Telemedizin bedeutet medizinische Betreuung aus der Ferne. Sie ersetzt die körperliche Untersuchung nicht, ist aber sehr gut für Befundbesprechungen, Kontrollen bei chronischen Erkrankungen, Gesprächstherapie, Rezeptbestellungen oder kurze Rückfragen geeignet. Wichtig: Eine Erstkonsultation muss immer persönlich stattfinden und Videokonsultationen dürfen nicht aufgezeichnet werden. Zudem kann Telemedizin nicht von allen Fachrichtungen über die Krankenkasse abgerechnet werden.
Für Patient:innen bringt Telemedizin spürbare Vorteile: Sie haben keinen Weg in die Ordination, eine kürzere Wartezeit, ein geringeres Infektionsrisiko und erhalten Rückmeldungen schneller. Menschen mit eingeschränkter Mobilität oder aus ländlichen Regionen profitieren hiervon besonders. Auch Personen mit Kindern sind oft dankbar, wenn sie – natürlich nur, sofern es medizinisch zulässig ist – nicht noch zusätzlich die Anreise organisieren müssen. Chronisch Kranke können regelmäßiger betreut werden, ohne jedes Mal vor Ort sein zu müssen. Besonders wertvoll ist auch Telemonitoring: Patient:innen mit Herzinsuffizienz oder Diabetes erheben zuhause Blutdruck und Herzfrequenz bzw. Blutzucker und Gewicht. Die Werte werden automatisch an die Praxis übermittelt. Werden Grenzwerte überschritten, erhält die Ärzt:in sofort eine Benachrichtigung und kann schnell reagieren. Das fördert die Selbstständigkeit der Patient:innen, verhindert Hospitalisierungen und ermöglicht eine hochwertige Versorgung auch in Randregionen.

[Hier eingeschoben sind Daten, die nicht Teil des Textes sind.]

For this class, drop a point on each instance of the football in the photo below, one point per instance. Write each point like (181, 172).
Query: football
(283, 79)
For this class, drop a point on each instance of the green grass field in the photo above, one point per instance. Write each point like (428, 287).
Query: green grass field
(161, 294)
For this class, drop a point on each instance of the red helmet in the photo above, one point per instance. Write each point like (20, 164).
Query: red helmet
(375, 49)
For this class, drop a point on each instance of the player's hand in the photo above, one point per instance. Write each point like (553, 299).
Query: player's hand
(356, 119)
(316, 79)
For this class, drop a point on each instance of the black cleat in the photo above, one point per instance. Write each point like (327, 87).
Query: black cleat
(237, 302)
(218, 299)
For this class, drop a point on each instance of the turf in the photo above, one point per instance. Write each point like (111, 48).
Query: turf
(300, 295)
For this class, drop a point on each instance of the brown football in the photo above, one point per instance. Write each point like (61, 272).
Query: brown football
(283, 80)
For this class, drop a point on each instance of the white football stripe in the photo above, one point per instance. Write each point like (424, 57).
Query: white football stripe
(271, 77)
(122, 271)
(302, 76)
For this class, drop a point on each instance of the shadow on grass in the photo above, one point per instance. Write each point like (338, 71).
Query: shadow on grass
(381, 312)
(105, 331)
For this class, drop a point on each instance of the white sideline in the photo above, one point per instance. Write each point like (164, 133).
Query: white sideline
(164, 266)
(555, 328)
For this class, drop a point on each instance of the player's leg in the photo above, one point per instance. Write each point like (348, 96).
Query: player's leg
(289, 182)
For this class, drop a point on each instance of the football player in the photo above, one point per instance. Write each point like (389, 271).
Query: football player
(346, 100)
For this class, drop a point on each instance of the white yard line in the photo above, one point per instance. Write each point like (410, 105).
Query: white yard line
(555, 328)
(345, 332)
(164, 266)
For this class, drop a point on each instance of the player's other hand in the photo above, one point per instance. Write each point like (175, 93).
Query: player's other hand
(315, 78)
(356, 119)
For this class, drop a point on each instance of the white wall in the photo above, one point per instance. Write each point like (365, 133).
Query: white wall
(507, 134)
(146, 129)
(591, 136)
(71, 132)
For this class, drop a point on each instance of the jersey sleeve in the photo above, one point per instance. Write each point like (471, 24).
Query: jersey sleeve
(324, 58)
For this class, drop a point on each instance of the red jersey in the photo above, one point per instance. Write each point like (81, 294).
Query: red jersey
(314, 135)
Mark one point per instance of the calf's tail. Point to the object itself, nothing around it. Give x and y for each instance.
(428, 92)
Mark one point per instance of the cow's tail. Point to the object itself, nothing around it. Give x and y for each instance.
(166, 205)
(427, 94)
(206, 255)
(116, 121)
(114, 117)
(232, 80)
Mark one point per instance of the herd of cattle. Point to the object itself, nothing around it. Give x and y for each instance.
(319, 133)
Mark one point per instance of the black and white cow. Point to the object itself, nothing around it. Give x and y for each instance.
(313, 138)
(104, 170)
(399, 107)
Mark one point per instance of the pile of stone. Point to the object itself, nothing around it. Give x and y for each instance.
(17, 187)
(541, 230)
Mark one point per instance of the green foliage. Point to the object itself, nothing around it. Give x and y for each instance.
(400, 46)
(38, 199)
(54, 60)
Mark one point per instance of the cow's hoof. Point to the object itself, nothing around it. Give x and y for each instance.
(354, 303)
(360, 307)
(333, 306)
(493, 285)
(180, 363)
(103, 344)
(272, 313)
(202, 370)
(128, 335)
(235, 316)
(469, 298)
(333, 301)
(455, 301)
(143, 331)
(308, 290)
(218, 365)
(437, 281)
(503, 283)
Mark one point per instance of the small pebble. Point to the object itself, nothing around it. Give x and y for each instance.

Für Ärzt:innen bietet die Telemedizin Entlastung und Flexibilität. Bewährt hat sich eine speziell geschulte Mitarbeiter:in, die Technikchecks übernimmt, Patient:innen bei Fragen weiterhilft und einen Patient:innen-Leitfaden erstellt. Klare Strukturen erleichtern den Ablauf: fixe Telemedizin-Sprechzeiten, getrennt von Präsenzterminen, ein eigener online buchbarer Termintyp und ein ruhiger, geschützter Raum für die Gespräche.
Fazit: Telemedizin ist kein Ersatz, aber eine effiziente Ergänzung der persönlichen Medizin. Gut geplant, schafft sie Entlastung, verbessert die Versorgung und eröffnet neue Möglichkeiten – für die Praxis und für die Patient:innen.